Saturday, February 10, 2018

The Artist Sees Differently: Modern Still Lifes from The Phillips Collection
Jean Négulesco, Romanian-American, 1900–1993. Still Life, 1926. 
Oil on cardboard on wood panel. The Phillips Collection, Washington, DC, Acquired by 1930.

Princeton University Art Museum,
Jan. 27 through Apr. 29, 2018

Innovative works by great modern artists – including Paul Cézanne, Georges Braque, Juan Gris, Pablo Picasso, Arthur Dove, Georgia O’Keeffe, Marsden Hartley and Milton Avery – will be included in two exhibitions opening this winter at the Princeton University Art Museum.
The Artist Sees Differently: Modern Still Lifes from The Phillips Collection offers an analysis of modernist still life through 38 paintings from the landmark collection assembled by Duncan Phillips and his wife, the artist Marjorie Acker Phillips. The paintings on view – many of them rarely seen masterworks of modern art – provide entrée to a period in which artists sought new aesthetic strategies that responded to a rapidly changing world.

STUART DAVIS (1894–1964)

Egg Beater No. 4, 1928
Courtesy of the Phillips Collection, Washington, DC.

Egg Beater No. 4 is the final work in Davis's noted Egg Beater series of1927–28, in which he achieved an original abstract style. He had been exploring abstraction as early as 1913, when he admired the works of Cézanne, Léger, and Picasso at the Armory Show. Davis purposely chose unrelated objects—eggbeater, electric fan, and rubber glove—so that he could concentrate on relationships of color, shape, and space. He spoke of visualizing these elements in relation to each other, within a larger system that unified them in the space and on the picture plane.

When it first opened to the public in 1921, the Phillips Collection became the first museum of modern art in the United States. In 1928 a small selection of its masterpieces was lent to Princeton “in order to exemplify the plans and hopes” for the modern collections the university’s art museum intended to build.

Paul Cézanne, <em>Ginger Pot with Pomegranate and Pears</em> (1893). Courtesy of the Phillips Collection, Washington, DC.
Paul Cézanne’s Ginger Pot with Pomegranate and Pears (1893).
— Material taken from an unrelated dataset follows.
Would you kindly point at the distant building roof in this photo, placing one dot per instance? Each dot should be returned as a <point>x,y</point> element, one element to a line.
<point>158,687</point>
Courtesy of the Phillips Collection, Washington, DC.

In their quest to create a new art suited to new times, many late 19th- and early 20th-century artists rejected the official hierarchies of the French Academy, which privileged epic narratives of history, mythology and religion, and chose instead to paint still lifes – depictions of the humble objects of daily life, and traditionally considered the lowliest of genres. Still life provided artists with new means of experimenting with pattern and abstraction and investigating the tensions between the reality beyond the frame and the complex visual structures within it. As such, still-life painting afforded such artists with new means for pushing the boundaries of painting. Moving into the twentieth century, avant-garde painters continued to rethink and disrupt their relationship to the past as they attempted to create work relevant in a world transformed by technology, new media and ultimately, two world wars.